The following abridged excerpt is from a review by Neil Young for the Berlin Film Festival 2012 that I feel captures somewhat my own thoughts on the work. "Filmmaker Luke Fowler's documentary is an uncompromising look at Scotland's seminal and radical psychoanalyst R.D. Laing. Infuriating and dazzling in roughly equal measure, All Divided Selves is a wildly experimental documentary on Scotland's seminal psychiatrist-philosopher-polymath of the 1960s and '70s, R.D. Laing. A considerable celebrity in his day, Laing's fame has dimmed since his 1989 death but he remains a figure of interest and controversy for many. Director/editor Luke Fowler's jagged collage vividly chronicles the provocative Glaswegian's life and times even as it awkwardly straddles the worlds of gallery-installation and cinema -- at the Berlinale, it played simultaneously in both arenas. Boldly confrontational in its avant-garde approach, Fowler's debut feature-length effort is suitable for the most adventurously highbrow of festivals and TV networks with suitable late-night berths."


Anne Lyden : Luke Fowler from arts-news on Vimeo.


Depositions 2014 was a film by Fowler as part of the BBC Arts - Artists' Moving Image at the BBC looking at what the results may be when artists specialising in the moving image are invited to explore, investigate and create from the vast BBC film archive? It was part of a unique residency programme based at BBC Scotland, offering six artists of which Fowler was one unprecedented access to the facilities and archives of the BBC.  Following a process of research, development and production at BBC Scotland it resulted in six new moving image art works, all of which use and explore BBC archive. The works showcased a diverse range of approaches to television and the archive, revealing along the way some favourite and some forgotten moments and voices from times past and present.

Fowlers take was to use all of the archive footage to create an alternative and more real version of the truth of the Scottish highlands nature, people and politics of those living unconventionally as travellers from the BBC archives. This films universe uses actual archive footage so at the same time was the real subverted and made more real. It shares few similarities with London (1994) by Patrick Keiller and is equally interesting in the fact that it creates a parallel place, space and time that allows comments on the reality. The narrator this time is a mix of voice over and sound from the BBC archives.

The film attempts to restore some dignity to the images of the communities of the Scottish highlands readdressing patronising and biased BBC documentaries and news features from the 70’s and 80’s. The film repurposes footage from the archives of the BBC and sound from the School of Scottish Studies to create a film about differences and dichotomies. It pits science against superstition, near against far, and the community against the individual.
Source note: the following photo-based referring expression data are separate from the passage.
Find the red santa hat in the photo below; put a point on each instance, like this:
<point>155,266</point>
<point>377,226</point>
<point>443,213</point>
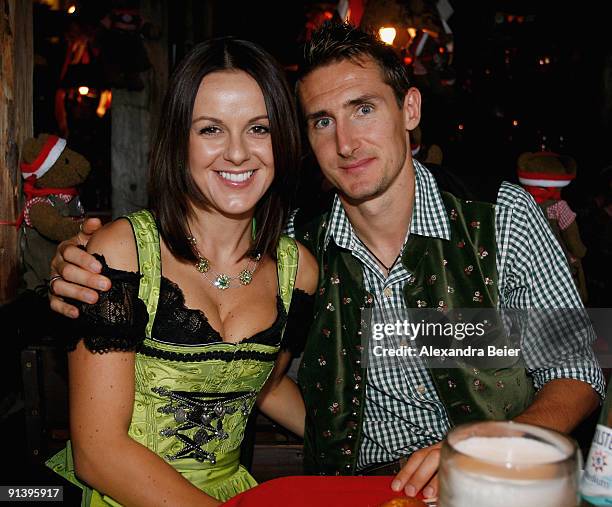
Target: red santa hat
<point>48,155</point>
<point>546,169</point>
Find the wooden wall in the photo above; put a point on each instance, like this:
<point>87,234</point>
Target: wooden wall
<point>16,67</point>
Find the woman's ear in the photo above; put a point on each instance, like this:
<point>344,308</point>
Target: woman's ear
<point>412,108</point>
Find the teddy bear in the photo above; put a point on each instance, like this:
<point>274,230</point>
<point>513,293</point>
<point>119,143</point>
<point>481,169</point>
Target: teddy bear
<point>543,174</point>
<point>52,209</point>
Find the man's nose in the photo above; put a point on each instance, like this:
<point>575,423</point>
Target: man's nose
<point>346,140</point>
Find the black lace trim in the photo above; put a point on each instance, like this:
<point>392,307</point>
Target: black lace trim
<point>117,322</point>
<point>219,355</point>
<point>176,323</point>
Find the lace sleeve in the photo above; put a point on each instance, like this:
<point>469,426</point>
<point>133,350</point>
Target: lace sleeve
<point>117,321</point>
<point>298,322</point>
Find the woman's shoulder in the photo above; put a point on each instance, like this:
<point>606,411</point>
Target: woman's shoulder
<point>115,241</point>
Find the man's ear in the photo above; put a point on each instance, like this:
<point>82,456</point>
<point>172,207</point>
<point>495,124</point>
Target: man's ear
<point>412,108</point>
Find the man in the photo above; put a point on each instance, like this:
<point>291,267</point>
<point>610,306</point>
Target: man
<point>388,229</point>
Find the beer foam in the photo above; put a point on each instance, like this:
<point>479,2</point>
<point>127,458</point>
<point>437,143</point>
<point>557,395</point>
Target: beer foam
<point>509,450</point>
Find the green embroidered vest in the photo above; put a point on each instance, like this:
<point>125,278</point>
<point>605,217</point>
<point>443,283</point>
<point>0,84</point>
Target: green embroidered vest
<point>450,274</point>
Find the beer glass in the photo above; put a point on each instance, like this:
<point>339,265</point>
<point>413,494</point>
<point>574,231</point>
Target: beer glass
<point>507,464</point>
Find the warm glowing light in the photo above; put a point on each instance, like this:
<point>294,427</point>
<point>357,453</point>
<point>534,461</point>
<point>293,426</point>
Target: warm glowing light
<point>387,35</point>
<point>104,103</point>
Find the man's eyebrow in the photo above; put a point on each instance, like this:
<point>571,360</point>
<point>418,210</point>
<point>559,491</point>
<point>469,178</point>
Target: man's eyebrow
<point>368,97</point>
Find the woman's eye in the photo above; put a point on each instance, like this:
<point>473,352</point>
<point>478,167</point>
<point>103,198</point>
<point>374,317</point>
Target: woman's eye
<point>211,130</point>
<point>322,123</point>
<point>260,129</point>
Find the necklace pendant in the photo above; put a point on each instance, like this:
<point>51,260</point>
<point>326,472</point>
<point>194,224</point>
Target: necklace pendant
<point>245,277</point>
<point>203,265</point>
<point>222,282</point>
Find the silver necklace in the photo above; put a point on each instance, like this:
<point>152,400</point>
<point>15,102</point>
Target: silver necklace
<point>223,281</point>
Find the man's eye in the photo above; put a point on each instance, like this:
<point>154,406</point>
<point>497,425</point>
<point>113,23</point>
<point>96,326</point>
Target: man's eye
<point>260,129</point>
<point>322,123</point>
<point>211,130</point>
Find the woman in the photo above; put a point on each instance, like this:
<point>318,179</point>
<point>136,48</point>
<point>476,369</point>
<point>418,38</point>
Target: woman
<point>157,418</point>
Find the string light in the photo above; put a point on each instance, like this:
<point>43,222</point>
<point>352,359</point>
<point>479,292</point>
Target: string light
<point>387,35</point>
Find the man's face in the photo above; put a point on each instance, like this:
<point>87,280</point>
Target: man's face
<point>356,128</point>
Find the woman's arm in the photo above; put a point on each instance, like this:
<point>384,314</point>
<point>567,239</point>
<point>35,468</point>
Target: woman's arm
<point>280,399</point>
<point>101,404</point>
David Toop commented on Fowler and in particular Depositions. "Luke Fowler’s films dwell on potentiality: what might be, what might have been, what might still be if the world were to turn in a different direction? But film time runs in many directions, as do arguments. Film made only recently can be easily confused with the archival vintage of washed-out or saturated tones and blurred edges. Only the disjunction between sounds that live close within the ear and rich voices from a fading past distinguish archive from present. Gradually the pieces converge: our nostalgia for ancient folkways, traditional song and the romance of freedom, all undercut by scientific rationalism and the pressures of normativity bringing law to bear on lives resistant to conformity. What is an archive if not a collection of letters to ourselves?"




WHAT I WILL TAKE FROM LUKE FOWLERS WORK
  • Weaving and reinterpretation of archive footage to create a new meaning.
  • The passion towards the causes he believes in.
  • The mix or archive, shot and his own footage to create a message.
  • The hard cutting style often makes for a hard watch but does expose the techniques he is applying warts an all for a sort of honesty.